DoubleTwist's Secret Sauce: A FairPlay Smash-and-Grab

Remember Jon Lech Johansen?  The 15-year old Norwegian that brought DeCSS and QTFairUse into the world?  Well he's still free and still up to his reverse-engineering ways - but now with DoubleTwist Ventures up in SF, CA.

Their pitch is very interesting.  They are selling "iTunes-compliant" Apple DRM (Fairplay) so that you can protect your content - but with the rub that you do not have to go through Apple.  It is a concept that I considered a year back but dismissed due to my concerns around legal ramifications.  I’m not sure they won’t get slapped (enjoy the double negative) with a TRO and C&D from the get go.  I see no reasonable and viable way to achieve this without reverse engineering Apple's work - which normally would be legal - but in this case, runs afoul of the DMCA (IMHO).

Presumably there is a link embedded in FairPlay protected content that instructs the player (iTunes) where to get a license from.  DoubleTwist embeds their own link, auths the user (within iTunes or independently through a web-session), and determine which license, if any, to send.  It's all fine and dandy until our Apple Overlords get all litigious.

Apple's DRM licensed to others by DVD Jon
Jon Lech Johansen’s Blog

2006-10-02

ithmb: an iPod kludge (sponsored by Seagate?)

So today my good friend Larry (aka: Larmo; ArcaneC5; Lawrence of Polesmokia) brought the iTunes photo cache kludge to my attention. 

What iPod photo cache kludge you ask (as I did)?  Well according to Google, no one is talking about this.  According to Larry, everyone is too busy kissing Apple's ass.  I believe them both.

Apparently the folks at Apple, in their infinite knowledge of how to create amazingly functional products decided to store each and every image uncompressed.  Not once or twice, but four times.

That's right, each and every image on your iPod has four versions:

  1. The first thumbnail is 720x480 and in YUV 4:2:2 format, interlaced.
  2. The second thumbnail is 176x220 and in RGB 565 format.
  3. The third thumbnail is 42x30 and in RGB 565 with swapped bytes.
  4. The fourth thumbnail 130x88, RGB 565 with swapped bytes.

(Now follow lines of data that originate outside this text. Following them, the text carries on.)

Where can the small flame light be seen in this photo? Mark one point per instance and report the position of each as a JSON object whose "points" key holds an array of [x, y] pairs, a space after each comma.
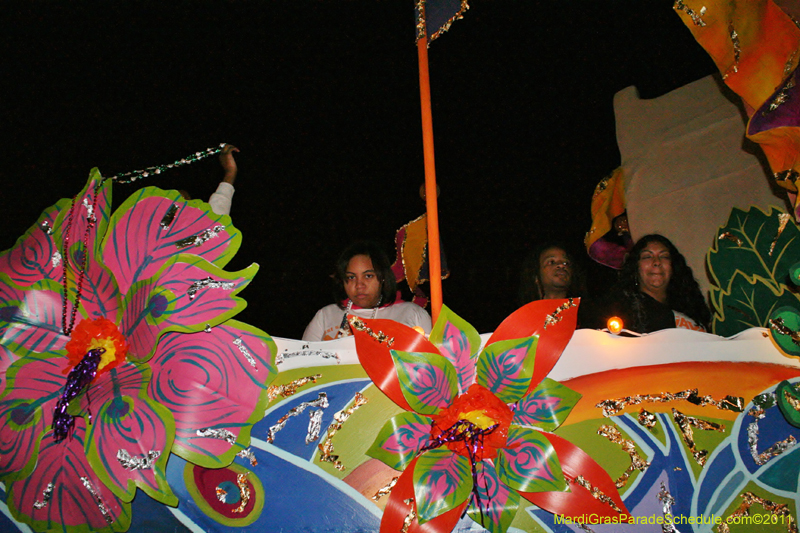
{"points": [[614, 325]]}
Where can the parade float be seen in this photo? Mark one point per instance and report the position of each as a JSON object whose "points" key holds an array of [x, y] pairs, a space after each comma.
{"points": [[131, 399]]}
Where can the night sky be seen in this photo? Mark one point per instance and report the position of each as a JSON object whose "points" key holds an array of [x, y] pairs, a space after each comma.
{"points": [[322, 98]]}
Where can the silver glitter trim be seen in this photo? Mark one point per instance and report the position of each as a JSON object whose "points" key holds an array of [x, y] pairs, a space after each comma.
{"points": [[46, 495], [695, 16], [247, 453], [773, 451], [305, 352], [169, 216], [208, 283], [201, 237], [221, 434], [667, 501], [321, 402], [97, 499], [242, 348], [130, 177], [314, 425], [137, 463], [89, 211]]}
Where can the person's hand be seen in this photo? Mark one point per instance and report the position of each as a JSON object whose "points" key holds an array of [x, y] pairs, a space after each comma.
{"points": [[228, 163]]}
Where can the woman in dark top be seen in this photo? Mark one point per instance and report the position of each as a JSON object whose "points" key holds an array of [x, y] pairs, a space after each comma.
{"points": [[657, 290]]}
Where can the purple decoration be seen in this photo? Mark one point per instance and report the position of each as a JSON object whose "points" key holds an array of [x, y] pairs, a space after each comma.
{"points": [[78, 380], [467, 432]]}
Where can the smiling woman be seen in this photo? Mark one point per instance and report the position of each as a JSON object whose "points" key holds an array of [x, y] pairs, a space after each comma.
{"points": [[364, 285], [656, 290]]}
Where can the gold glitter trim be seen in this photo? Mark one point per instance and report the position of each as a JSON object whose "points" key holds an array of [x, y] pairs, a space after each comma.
{"points": [[647, 419], [783, 220], [326, 448], [778, 325], [613, 406], [695, 16], [784, 175], [791, 400], [422, 23], [777, 510], [781, 98], [731, 237], [410, 517], [244, 492], [379, 336], [628, 446], [288, 389], [685, 423], [602, 186], [596, 493], [555, 317], [385, 490]]}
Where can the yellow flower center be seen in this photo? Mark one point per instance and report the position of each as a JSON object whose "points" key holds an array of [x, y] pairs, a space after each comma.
{"points": [[479, 418], [109, 356]]}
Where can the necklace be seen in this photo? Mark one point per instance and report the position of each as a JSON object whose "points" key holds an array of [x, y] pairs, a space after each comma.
{"points": [[344, 327], [91, 219]]}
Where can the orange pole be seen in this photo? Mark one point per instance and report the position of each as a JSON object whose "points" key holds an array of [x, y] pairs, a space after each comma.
{"points": [[434, 254]]}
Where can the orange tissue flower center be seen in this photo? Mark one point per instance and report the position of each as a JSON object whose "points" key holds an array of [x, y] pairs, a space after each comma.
{"points": [[91, 334], [482, 409]]}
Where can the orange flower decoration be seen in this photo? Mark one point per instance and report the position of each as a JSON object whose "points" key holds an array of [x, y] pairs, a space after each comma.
{"points": [[483, 410], [98, 333]]}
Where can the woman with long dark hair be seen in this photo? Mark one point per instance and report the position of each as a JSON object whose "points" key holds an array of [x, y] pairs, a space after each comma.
{"points": [[657, 290], [364, 285]]}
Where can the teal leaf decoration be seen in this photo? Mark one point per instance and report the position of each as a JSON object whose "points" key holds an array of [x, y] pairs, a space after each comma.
{"points": [[750, 264], [428, 380], [459, 343], [547, 406], [442, 481], [506, 368], [132, 431], [789, 317], [498, 502], [400, 439], [529, 462]]}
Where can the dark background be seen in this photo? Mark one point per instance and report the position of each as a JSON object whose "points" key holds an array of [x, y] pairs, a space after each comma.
{"points": [[322, 98]]}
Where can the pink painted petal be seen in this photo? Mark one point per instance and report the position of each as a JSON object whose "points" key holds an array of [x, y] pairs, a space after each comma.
{"points": [[30, 318], [213, 381], [128, 379], [21, 428], [82, 223], [99, 294], [554, 334], [459, 342], [400, 439], [547, 406], [506, 367], [7, 358], [179, 299], [498, 503], [38, 378], [129, 444], [401, 503], [529, 462], [77, 501], [442, 482], [31, 259], [137, 246], [428, 380]]}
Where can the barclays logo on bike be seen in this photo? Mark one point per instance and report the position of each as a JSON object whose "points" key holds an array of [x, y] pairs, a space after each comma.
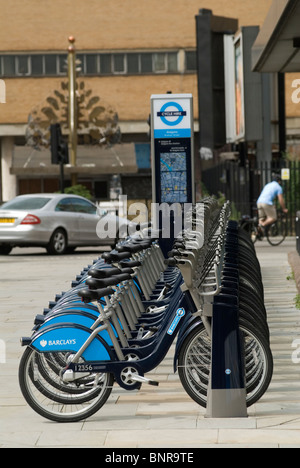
{"points": [[179, 314], [50, 343]]}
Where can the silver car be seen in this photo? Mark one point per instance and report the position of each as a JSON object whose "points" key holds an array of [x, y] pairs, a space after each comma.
{"points": [[58, 222]]}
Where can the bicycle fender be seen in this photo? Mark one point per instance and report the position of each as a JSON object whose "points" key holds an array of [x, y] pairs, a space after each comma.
{"points": [[66, 337], [190, 325]]}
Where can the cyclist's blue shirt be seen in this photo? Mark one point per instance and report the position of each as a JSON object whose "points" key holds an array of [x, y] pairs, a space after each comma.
{"points": [[270, 191]]}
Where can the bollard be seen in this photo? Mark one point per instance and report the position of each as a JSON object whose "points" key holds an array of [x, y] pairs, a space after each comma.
{"points": [[226, 396]]}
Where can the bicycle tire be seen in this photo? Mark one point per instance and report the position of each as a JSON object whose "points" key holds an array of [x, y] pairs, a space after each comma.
{"points": [[258, 375], [48, 408], [51, 386]]}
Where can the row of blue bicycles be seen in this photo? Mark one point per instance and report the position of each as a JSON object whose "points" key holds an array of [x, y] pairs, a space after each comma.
{"points": [[122, 314]]}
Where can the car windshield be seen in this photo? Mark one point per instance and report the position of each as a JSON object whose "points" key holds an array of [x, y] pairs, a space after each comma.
{"points": [[26, 203]]}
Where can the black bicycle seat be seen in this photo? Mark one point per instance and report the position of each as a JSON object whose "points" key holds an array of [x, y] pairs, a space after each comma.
{"points": [[110, 257], [104, 272], [130, 263], [89, 295]]}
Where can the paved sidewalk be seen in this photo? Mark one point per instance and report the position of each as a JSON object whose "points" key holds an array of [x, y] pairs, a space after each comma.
{"points": [[155, 417]]}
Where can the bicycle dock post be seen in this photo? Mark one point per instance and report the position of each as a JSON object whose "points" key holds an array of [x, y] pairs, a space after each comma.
{"points": [[226, 396]]}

So when Larry took his 1,848 images and scaled them down to 640x480, he had about 130MB of JPG's sitting on his hard drive.  After copying them to his iPod using iTunes, his cache folder for those pictures was a whopping 1.5GB! That's a 11.5x increase in size above and beyond his low-res 60kB source files - meaning each photo takes up about 800kB worth of thumbnails on his iPod for display to a silly 320x240 screen.

Maybe my brother was right.  Long live the Zen Zune.